В архиве мы узнали о существовании «Закона об архивах» 2002 года, в котором говорилось, что личные данные о гражданах предоставляются только близким родственникам при подтверждении их родства.

– Что-то подобное я ожидал, – сказал на это Антон, – боюсь, что в ЗАГСах действует та же самая система.

Система там, действительно, оказалась такая же, только называлась по-другому – «Закон об актах гражданского состояния» 1997 года, где отмечалось, что конфиденциальная информация посторонним лицам не выдается.

– Тупик! – мрачно произнес я, постороннее для Марии лицо.

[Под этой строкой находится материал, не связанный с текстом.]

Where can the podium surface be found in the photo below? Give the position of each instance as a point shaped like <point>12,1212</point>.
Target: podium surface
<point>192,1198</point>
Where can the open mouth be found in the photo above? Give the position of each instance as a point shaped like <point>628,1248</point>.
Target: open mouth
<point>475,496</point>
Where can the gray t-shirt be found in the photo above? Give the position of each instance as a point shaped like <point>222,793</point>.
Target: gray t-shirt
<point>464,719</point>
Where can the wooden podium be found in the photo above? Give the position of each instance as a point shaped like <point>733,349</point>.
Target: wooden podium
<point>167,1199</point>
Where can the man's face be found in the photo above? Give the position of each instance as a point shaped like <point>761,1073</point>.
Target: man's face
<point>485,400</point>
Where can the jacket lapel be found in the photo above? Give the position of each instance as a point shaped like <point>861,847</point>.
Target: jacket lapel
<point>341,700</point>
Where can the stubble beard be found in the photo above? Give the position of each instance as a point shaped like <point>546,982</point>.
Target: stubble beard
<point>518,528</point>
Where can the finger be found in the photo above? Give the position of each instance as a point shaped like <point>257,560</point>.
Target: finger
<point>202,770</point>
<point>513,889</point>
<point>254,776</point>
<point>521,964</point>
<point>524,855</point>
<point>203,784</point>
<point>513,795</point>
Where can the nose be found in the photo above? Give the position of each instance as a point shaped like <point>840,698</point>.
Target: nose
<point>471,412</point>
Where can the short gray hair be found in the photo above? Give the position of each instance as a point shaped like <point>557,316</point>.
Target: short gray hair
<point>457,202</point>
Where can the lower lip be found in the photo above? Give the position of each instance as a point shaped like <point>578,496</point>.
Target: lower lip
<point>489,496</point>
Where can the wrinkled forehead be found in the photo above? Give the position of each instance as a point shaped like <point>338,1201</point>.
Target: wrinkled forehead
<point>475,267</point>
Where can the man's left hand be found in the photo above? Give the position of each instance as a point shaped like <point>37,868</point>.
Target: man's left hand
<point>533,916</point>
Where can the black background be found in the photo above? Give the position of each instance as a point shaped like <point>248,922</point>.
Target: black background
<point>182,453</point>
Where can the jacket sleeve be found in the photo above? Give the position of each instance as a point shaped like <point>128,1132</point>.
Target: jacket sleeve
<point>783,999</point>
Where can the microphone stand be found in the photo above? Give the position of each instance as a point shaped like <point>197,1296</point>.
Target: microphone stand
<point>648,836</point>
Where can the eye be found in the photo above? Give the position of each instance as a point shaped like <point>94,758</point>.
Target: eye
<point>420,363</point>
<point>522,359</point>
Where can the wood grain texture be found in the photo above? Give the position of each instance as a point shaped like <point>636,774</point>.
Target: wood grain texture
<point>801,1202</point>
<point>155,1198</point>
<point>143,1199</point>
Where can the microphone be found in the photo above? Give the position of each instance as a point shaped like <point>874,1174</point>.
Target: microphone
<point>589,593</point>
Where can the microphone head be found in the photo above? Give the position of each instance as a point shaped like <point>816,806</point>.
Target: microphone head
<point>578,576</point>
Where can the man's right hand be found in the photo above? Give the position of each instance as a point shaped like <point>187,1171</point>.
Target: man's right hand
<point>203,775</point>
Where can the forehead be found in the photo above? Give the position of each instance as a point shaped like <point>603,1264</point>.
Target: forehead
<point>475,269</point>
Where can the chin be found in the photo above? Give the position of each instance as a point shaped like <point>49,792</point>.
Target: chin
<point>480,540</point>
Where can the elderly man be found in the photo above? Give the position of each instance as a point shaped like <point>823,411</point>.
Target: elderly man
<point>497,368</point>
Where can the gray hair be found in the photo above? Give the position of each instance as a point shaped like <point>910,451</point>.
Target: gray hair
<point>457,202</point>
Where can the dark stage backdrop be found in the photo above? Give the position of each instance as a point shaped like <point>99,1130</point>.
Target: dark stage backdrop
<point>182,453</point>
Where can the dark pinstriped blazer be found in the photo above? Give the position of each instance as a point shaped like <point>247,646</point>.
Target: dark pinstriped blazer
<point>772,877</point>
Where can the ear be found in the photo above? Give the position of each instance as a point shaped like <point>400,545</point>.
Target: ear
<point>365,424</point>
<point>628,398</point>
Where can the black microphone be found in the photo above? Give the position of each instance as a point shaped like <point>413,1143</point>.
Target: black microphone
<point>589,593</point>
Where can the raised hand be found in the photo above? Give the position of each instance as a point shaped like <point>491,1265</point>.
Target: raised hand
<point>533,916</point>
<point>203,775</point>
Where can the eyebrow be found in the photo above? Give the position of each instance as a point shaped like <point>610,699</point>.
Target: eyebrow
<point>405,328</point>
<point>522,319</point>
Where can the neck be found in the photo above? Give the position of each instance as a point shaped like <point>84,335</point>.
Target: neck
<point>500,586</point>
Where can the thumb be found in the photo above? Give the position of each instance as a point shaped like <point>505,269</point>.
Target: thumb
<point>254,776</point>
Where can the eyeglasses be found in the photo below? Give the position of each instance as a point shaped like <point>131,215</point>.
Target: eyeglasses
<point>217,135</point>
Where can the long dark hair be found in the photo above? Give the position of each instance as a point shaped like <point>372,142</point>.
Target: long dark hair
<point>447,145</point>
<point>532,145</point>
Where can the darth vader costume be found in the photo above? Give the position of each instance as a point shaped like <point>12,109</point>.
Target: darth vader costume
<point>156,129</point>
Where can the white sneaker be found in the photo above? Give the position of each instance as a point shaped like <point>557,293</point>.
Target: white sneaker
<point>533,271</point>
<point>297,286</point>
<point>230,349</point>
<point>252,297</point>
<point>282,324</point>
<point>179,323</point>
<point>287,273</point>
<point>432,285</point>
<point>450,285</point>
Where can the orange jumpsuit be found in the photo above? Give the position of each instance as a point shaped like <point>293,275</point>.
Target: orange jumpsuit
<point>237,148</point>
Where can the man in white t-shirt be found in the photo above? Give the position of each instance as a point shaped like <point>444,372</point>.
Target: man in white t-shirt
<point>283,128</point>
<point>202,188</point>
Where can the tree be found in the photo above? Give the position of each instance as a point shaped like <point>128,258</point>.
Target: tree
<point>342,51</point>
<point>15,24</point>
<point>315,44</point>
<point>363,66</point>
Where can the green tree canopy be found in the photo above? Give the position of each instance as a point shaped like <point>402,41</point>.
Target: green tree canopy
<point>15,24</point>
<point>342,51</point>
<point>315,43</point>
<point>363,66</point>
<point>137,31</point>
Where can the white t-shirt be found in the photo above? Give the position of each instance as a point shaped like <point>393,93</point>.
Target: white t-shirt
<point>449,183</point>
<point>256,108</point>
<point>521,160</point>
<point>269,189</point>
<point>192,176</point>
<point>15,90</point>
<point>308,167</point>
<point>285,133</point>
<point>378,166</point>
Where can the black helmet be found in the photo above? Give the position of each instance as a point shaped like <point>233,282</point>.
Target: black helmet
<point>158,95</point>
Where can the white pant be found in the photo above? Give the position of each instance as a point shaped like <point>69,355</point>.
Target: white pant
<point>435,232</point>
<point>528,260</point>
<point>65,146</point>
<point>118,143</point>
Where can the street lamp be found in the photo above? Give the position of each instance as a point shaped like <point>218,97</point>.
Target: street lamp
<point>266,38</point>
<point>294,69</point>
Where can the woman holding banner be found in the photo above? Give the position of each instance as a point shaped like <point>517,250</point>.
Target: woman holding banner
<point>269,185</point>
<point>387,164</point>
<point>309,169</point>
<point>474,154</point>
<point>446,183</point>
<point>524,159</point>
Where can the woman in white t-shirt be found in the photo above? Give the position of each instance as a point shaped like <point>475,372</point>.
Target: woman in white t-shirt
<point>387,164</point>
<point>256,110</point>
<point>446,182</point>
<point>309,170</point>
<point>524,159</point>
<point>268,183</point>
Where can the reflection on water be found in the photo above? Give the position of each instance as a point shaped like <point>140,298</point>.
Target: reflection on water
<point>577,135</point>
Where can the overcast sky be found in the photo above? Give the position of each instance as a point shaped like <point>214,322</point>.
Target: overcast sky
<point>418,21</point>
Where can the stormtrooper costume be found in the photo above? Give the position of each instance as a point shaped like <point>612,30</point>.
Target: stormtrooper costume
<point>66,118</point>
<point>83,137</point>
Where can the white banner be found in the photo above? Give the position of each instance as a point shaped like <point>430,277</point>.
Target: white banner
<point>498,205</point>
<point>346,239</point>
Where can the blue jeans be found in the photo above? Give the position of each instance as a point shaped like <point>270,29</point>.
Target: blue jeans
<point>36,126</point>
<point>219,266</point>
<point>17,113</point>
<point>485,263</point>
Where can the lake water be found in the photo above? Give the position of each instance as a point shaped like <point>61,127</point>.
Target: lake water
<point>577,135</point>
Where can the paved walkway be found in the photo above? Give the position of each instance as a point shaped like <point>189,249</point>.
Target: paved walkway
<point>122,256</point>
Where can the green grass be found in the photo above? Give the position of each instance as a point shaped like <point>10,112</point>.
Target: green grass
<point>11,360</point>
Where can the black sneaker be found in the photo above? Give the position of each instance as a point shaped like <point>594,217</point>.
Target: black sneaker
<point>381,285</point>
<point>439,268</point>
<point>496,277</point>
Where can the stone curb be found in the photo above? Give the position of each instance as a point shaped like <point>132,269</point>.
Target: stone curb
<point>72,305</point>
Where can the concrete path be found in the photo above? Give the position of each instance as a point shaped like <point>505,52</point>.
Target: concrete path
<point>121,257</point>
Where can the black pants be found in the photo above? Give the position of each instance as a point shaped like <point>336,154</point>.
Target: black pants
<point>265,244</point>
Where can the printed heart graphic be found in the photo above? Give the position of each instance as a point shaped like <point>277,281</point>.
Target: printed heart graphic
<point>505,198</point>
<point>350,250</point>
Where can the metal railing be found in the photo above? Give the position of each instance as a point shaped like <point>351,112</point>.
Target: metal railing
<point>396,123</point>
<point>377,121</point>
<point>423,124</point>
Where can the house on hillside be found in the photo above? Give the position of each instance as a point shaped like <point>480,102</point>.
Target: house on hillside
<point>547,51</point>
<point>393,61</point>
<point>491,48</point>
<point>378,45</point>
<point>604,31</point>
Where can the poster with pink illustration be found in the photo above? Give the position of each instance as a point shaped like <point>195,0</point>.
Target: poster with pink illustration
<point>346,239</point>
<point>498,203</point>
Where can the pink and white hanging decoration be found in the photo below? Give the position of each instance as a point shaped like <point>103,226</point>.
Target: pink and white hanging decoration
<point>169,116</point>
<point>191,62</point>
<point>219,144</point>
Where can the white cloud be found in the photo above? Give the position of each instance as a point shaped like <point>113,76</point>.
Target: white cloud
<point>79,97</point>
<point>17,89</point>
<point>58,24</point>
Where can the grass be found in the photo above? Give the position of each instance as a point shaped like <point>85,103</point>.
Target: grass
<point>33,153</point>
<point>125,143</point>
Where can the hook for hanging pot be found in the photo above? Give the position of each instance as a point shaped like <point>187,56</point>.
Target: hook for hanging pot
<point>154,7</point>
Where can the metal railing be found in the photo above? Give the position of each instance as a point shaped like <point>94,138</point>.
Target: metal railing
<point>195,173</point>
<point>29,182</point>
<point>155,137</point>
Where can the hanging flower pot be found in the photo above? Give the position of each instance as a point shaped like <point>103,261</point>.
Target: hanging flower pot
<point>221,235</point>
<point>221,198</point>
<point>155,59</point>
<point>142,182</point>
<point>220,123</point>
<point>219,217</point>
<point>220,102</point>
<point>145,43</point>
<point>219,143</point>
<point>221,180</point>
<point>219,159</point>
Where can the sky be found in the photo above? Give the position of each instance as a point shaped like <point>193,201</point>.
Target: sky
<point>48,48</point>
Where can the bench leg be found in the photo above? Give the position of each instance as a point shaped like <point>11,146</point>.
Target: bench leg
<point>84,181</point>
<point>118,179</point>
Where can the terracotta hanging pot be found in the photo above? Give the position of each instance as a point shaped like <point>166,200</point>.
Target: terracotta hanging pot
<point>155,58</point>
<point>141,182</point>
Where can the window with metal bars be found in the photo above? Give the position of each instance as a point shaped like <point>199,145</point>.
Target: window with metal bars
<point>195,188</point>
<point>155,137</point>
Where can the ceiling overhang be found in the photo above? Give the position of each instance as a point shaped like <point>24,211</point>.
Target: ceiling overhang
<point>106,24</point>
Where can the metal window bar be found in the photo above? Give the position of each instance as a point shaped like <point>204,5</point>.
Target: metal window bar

Сидевшая у входа вахтерша, увидев мою печальную физиономию, подозвала нас и попыталась утешить своими советами:

– Законы, конечно, обойти сложно. Но можно. Вот, если у вас будет бумага от серьезной организации, которая подтвердит, что вы пришли сюда не ради праздного любопытства, а ради научной или исследовательской цели.

«Только где ее взять, такую бумагу?» – подумал я, вспоминая, кто из однокурсников может быть в Питере.

– Вот раньше хорошо было, – не унималась бабуля. – по всему городу были киоски «Ленсправка», потом все их закрыли. Последний совсем недавно возле Московского вокзала прикрыли, и возле Витебского, по-моему, тоже. Может, съездите, посмотрите? Он был с правой стороны от выхода, рядом с цветочным киоском.

– Спасибо Вам за советы, – раскланялся с ней Антон. А потом уже, обращаясь ко мне, когда вышли на улицу. – Наверное, блокаду пережила, а жажду жизни не потеряла. Ей же лет восемьдесят, и она работает. Только позавидовать можно этому поколению.

Андрей, глядя на наши кислые физиономии, услужливо предложил:

– А в детективное агентство обратиться не хотите? У нас уже несколько подобных заведений работает в полную силу. Не знаю, как результаты, но людей туда вожу постоянно.

– Успеем. – Ответил я. – Давай пока на кладбище.

– На какое?

– На любое. Северное, Южное – какое ближе? Сверху вниз по области или слева направо. Все равно. Думаю, там мы быстрее договоримся. Безо всякого предоставления родства.

И началась наша кладбищенская эпопея. Труднее всего мне было зайти на территорию в первый раз. Перед самыми воротами застучало сердце «Вдруг здесь?».

Я схватил друга за локоть:

– Дай закурить.

Хотя курил очень редко.

Постояли, покурили. Пошли искать правление. Вопросы, конечно, были: «А вы кто? А вам зачем?», но Антон протянул купюру, и регистрационная книга сразу появлялась на столе.

– Как, говорите, фамилия? А точная дата?

– Смотрите с первого по пятнадцатое марта этого года, – поразмыслив, попросил мой друг, тоже склонившись над документами.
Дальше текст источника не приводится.